Se lo scrollò di dosso bruscamente e si guardò attorno con una certa ansia. I suoi colleghi sembravano tutti così impegnati, così presi da altro che temette avessero udito alla perfezione le ultime parole pronunciate da Yves. «Ti sbagli.»
«Quindi posso vendere la raccolta dei suoi libri al mercato? Forse riesco a tirarci fuori l'affitto per il prossimo mese.»
«Non dire stronzate...!» si interruppe e sgranò gli occhi, fissandoli in quelli del fratello.
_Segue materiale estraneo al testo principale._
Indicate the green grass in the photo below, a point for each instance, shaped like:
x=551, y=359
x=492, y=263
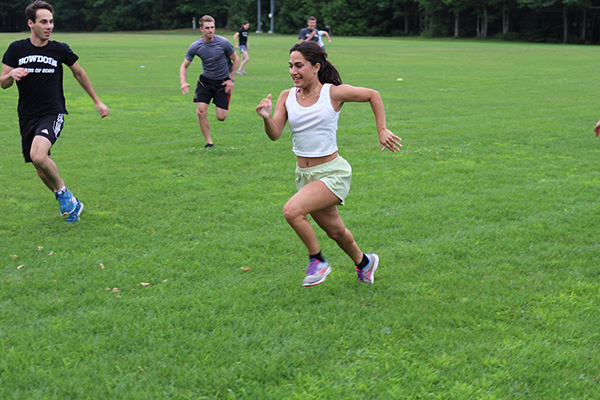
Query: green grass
x=486, y=224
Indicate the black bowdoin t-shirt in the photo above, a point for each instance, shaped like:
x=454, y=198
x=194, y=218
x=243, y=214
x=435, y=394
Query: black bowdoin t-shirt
x=41, y=91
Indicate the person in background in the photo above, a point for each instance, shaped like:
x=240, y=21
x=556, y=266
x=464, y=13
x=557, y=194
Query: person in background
x=36, y=64
x=241, y=37
x=320, y=36
x=219, y=65
x=312, y=108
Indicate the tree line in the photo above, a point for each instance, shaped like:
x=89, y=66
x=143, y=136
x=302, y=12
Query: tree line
x=557, y=21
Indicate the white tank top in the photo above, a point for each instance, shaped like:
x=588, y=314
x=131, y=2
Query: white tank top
x=313, y=128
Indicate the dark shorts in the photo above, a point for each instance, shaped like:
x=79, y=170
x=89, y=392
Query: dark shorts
x=48, y=126
x=208, y=89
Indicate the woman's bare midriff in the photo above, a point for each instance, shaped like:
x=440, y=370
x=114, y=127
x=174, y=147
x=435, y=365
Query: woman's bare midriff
x=306, y=162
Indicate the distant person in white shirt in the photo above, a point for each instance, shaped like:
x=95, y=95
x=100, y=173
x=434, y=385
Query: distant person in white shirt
x=323, y=177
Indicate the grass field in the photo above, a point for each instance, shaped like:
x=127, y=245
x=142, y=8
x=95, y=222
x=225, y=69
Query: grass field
x=487, y=225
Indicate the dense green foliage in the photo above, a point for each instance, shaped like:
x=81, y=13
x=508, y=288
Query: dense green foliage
x=573, y=21
x=486, y=223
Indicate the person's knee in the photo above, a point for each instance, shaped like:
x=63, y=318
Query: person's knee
x=291, y=213
x=336, y=233
x=38, y=158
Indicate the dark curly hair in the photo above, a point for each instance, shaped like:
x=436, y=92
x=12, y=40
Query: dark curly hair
x=315, y=54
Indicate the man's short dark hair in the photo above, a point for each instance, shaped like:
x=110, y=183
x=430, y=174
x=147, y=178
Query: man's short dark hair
x=31, y=10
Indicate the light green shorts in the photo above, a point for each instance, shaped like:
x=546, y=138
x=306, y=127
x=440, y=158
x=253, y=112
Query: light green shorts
x=335, y=174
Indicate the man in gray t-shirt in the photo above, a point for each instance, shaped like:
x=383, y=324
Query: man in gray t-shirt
x=219, y=65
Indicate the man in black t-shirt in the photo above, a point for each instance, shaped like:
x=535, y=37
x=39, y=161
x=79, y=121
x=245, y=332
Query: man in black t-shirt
x=310, y=32
x=35, y=64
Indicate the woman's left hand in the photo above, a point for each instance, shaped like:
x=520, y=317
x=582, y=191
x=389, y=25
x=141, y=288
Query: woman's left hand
x=389, y=140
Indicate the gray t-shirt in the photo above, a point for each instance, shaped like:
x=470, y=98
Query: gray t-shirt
x=214, y=55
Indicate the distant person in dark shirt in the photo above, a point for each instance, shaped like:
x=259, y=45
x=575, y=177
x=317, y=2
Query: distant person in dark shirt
x=219, y=65
x=35, y=64
x=242, y=39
Yves annuì. «L'ha fatto davvero, Laurent ti ha licenziato.»
«L'avevamo previsto, no?»
Annuì. «Troverai qualcosa di migliore...»
«Come no!»
«Difficile trovare qualcuno con cui lavorare che sia peggio di Laurent.»
Yves accostò le labbra a un suo orecchio. «Mi viene in mente un nome che conosci bene, ah! Anzi, no. Tu lavori già per lei.» Dorian si lasciò sfuggire un mezzo sorriso e gli rifilò un'occhiata sarcastica. «Fai pace con Adrien.» sbuffò e tentò di controbattere, ma suo fratello sgranò gli occhi e lo mise a tacere.
Dorian si rassegnò alla resa: era inutile insistere, tanto sapeva già che Yves non lo avrebbe lasciato vincere a quel gioco. Venire a sapere che era stato licenziato lo aveva rattristato, e si augurò che ciò non influenzasse ancora di più con l'umore del fratello in maniera negativa. Sospettava che Yves avesse deciso di distrarsi impugnando l'arco di Cupido, e Dorian sapeva già che lo avrebbe lasciato fare – anche se non aveva idea di come avrebbe potuto risolvere la situazione col suo amante. Immaginava pure che non sarebbe bastata la buona volontà di Yves per rimettere le cose in ordine nella sua relazione con Adrien.
«E, adesso, puoi corrompermi con un po' di Chantilly.»
Gli rivolse un'occhiataccia, sbuffò ancora, ma alla fine gli passò direttamente la terrina con la crema e un cucchiaio.